Финкл вошла в комнату невестки. Аделе взяла обе ее руки в свои:
— Мама! Очнитесь!
Она посмотрела на старуху и, как всегда, испытала чувство изумления. Мать и сын были похожи, как две капли воды. Одинаковые глаза, нос, рот, подбородок, черты лица. Финкл страдала таким же тиком, как и ее сын. Как и Аса-Гешл, она постоянно прикусывала нижнюю губу. От нее веяло какой-то покорной грустью, многовековой тоской еврейской матери, которая во все времена страдала и проливала кровь на радость своим мучителям. А она, Аделе, чем-то от нее отличается? Что будет с ее ребенком? Кто гарантирует, что через двадцать лет не начнется еще одна война?
И тут вдруг с губ Аделе сорвался истошный крик. И голос принадлежал не ей. Боль была такая, словно чресла ей рассекли ножом. Финкл вскочила, заламывая руки. В комнату одновременно вбежали Роза-Фруметл, горничная и сиделка. Услышав стоны, реб Волф бросился к телефону звонить акушерке. Финкл не отходила от невестки ни на шаг. Аделе кричала весь день и полночи. В три часа утра она родила мальчика. Финкл смотрела на еще одного внука и не могла сдержать слез. Вылитый отец! Бабушки, обнявшись, раскачивались из стороны в сторону. Как только ребенок появился на свет, Аделе тут же забылась сном. На ее бескровных губах играла загадочная улыбка.
В десять утра кто-то разбудил Финкл. Она уснула прямо на диване, не раздеваясь. Раздался телефонный звонок. Финкл понятия не имела, как обращаться с телефонным аппаратом. Реб Волфу пришлось прийти ей на помощь. Звонила ее дочь Дина. Она оставила у соседки своего полуторамесячного ребенка, чтобы сообщить матери хорошую новость. От Асы-Гешла пришло письмо. Он здоров, его полк в Галиции.
Финкл вознесла к небу обе руки, возвела глаза и излила благодарность Создателю всего сущего. Всемилостивейший внял ее печали. Он услышал ее молитвы, а она, непокорная духом, в своем разочаровании усомнилась в Его мудрости. И она приняла решение, что сегодня будет поститься и умолять Всевышнего простить ее за грешные мысли. В тот вечер пищу она приняла не раньше, чем на небе зажглись три звезды.
Глава третья
Вечером Даша вдруг села в постели. Лицо у нее было желтое, цвета пергамента, глаза сверхъестественно огромны. Она позвала служанку, но та не явилась. Адаса вышла в аптеку. Даша взяла со стола серебряную ложечку и стала колотить ею по спинке стула. Наконец служанка подошла.

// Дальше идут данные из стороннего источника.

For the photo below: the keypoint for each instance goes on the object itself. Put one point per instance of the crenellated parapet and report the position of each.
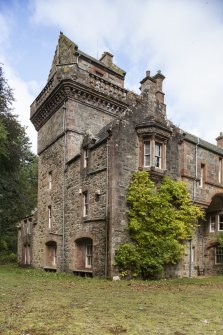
(51, 99)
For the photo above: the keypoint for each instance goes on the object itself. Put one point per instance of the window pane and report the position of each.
(212, 223)
(146, 153)
(220, 222)
(219, 254)
(158, 151)
(147, 148)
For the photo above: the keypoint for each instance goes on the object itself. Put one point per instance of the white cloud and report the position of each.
(182, 38)
(24, 92)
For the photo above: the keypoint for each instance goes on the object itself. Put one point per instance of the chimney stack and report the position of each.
(106, 58)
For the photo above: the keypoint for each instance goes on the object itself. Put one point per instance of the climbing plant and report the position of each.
(161, 218)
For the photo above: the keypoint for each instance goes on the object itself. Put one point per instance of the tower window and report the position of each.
(49, 217)
(86, 158)
(158, 155)
(202, 176)
(147, 153)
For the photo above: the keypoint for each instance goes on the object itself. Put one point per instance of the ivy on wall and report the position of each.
(161, 218)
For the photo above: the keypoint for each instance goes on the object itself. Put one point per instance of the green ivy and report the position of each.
(161, 219)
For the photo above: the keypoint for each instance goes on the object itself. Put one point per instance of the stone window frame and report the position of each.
(27, 254)
(212, 224)
(50, 180)
(51, 254)
(85, 204)
(220, 222)
(85, 157)
(89, 255)
(218, 255)
(202, 175)
(220, 170)
(154, 140)
(49, 216)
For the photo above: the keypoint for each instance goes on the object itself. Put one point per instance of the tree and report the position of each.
(18, 170)
(161, 219)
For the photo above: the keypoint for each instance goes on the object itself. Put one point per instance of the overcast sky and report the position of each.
(182, 38)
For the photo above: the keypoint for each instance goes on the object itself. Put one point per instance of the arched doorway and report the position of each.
(51, 254)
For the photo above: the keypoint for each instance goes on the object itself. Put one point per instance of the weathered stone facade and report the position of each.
(92, 135)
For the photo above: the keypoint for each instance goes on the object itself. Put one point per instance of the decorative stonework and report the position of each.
(154, 129)
(103, 86)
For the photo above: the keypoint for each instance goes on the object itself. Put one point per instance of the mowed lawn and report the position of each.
(37, 303)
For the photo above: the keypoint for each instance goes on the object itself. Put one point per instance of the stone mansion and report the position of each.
(93, 134)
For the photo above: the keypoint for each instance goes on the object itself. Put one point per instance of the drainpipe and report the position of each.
(194, 196)
(195, 178)
(106, 211)
(63, 188)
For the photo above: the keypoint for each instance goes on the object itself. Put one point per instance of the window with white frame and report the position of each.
(158, 155)
(202, 175)
(85, 203)
(88, 260)
(86, 158)
(154, 154)
(212, 223)
(147, 153)
(220, 170)
(219, 255)
(50, 180)
(220, 222)
(50, 217)
(27, 255)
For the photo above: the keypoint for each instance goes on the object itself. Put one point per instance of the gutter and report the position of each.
(63, 188)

— Все меня бросили. Даже умереть придется в одиночестве, — простонала Даша.
— Простите, госпожа, но я позволила себе немножко отдохнуть. Прошлая ночь-то была бессонная.

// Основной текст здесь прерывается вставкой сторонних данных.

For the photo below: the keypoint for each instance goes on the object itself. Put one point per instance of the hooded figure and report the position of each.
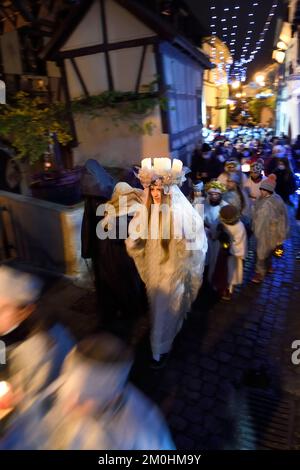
(95, 407)
(34, 351)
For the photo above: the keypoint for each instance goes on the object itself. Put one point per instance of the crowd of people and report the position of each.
(152, 246)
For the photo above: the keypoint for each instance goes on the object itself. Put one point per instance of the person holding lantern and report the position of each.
(168, 249)
(212, 206)
(270, 226)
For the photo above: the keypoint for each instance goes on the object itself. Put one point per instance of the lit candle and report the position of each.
(246, 168)
(147, 164)
(177, 165)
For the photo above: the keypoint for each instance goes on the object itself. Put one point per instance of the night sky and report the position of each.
(260, 12)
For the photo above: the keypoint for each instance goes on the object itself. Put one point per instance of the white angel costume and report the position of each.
(172, 281)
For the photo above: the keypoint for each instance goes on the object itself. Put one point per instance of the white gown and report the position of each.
(238, 251)
(212, 219)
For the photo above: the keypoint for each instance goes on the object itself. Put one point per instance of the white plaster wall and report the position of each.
(121, 26)
(118, 146)
(88, 32)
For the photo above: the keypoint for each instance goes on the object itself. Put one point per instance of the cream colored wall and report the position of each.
(217, 96)
(121, 26)
(118, 146)
(267, 117)
(88, 32)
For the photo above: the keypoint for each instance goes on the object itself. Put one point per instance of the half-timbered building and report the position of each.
(121, 45)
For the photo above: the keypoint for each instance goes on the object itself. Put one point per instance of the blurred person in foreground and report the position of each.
(93, 406)
(34, 352)
(270, 227)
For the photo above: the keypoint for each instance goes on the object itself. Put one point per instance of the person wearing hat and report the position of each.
(92, 406)
(270, 226)
(168, 244)
(231, 166)
(212, 206)
(236, 196)
(197, 197)
(34, 350)
(123, 305)
(233, 251)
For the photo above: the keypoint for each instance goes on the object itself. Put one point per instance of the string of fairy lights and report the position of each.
(226, 24)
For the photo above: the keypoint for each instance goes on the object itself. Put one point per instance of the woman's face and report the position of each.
(231, 185)
(156, 194)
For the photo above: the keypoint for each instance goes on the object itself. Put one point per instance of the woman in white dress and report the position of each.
(169, 252)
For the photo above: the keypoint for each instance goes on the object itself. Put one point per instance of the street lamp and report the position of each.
(235, 85)
(279, 56)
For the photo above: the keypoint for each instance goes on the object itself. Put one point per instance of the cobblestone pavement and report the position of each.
(229, 382)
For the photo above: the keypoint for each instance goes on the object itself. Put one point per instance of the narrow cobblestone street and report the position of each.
(229, 382)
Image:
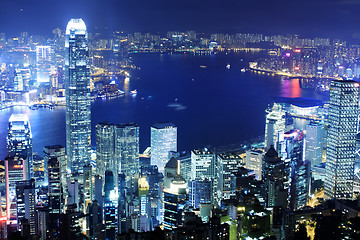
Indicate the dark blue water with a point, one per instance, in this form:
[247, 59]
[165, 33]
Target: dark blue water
[219, 106]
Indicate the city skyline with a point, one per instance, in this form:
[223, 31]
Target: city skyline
[334, 17]
[270, 124]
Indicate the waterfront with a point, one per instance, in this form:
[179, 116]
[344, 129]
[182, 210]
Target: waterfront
[211, 105]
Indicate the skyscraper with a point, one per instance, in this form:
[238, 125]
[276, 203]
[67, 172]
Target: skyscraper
[127, 149]
[275, 122]
[55, 191]
[275, 177]
[163, 140]
[315, 134]
[58, 152]
[104, 148]
[25, 203]
[78, 111]
[300, 174]
[43, 63]
[14, 172]
[341, 145]
[19, 141]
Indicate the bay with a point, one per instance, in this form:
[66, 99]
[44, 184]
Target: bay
[209, 103]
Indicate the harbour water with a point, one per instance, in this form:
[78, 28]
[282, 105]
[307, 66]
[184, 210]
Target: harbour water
[209, 97]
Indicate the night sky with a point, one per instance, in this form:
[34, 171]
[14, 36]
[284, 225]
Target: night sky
[308, 17]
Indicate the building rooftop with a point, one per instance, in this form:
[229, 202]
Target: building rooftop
[202, 151]
[229, 155]
[172, 163]
[300, 102]
[163, 125]
[18, 118]
[77, 25]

— Перемени мне рубашку. И принеси таз — руки хочу помыть.
Девушка открыла комод и достала оттуда единственную имевшуюся в наличии ночную рубашку с вышитым на ней красивым узором, но порванную — то немногое, что осталось от приданого Даши. Увидев ее, Даша скорчила гримасу.
— А что, другой нет? — поинтересовалась она. — Хорошо же вы без меня справляетесь!
Служанка помогла ей переодеться. За время болезни Даша чудовищно исхудала, ребра торчали, груди повисли. От ее тела исходил сладковатый, болезненный запах. Свежая ночная рубашка была ей велика и сваливалась с плеч, вышивка на рукавах и на груди обтрепалась. В выражении лица больной появилось что-то суровое, непроницаемое.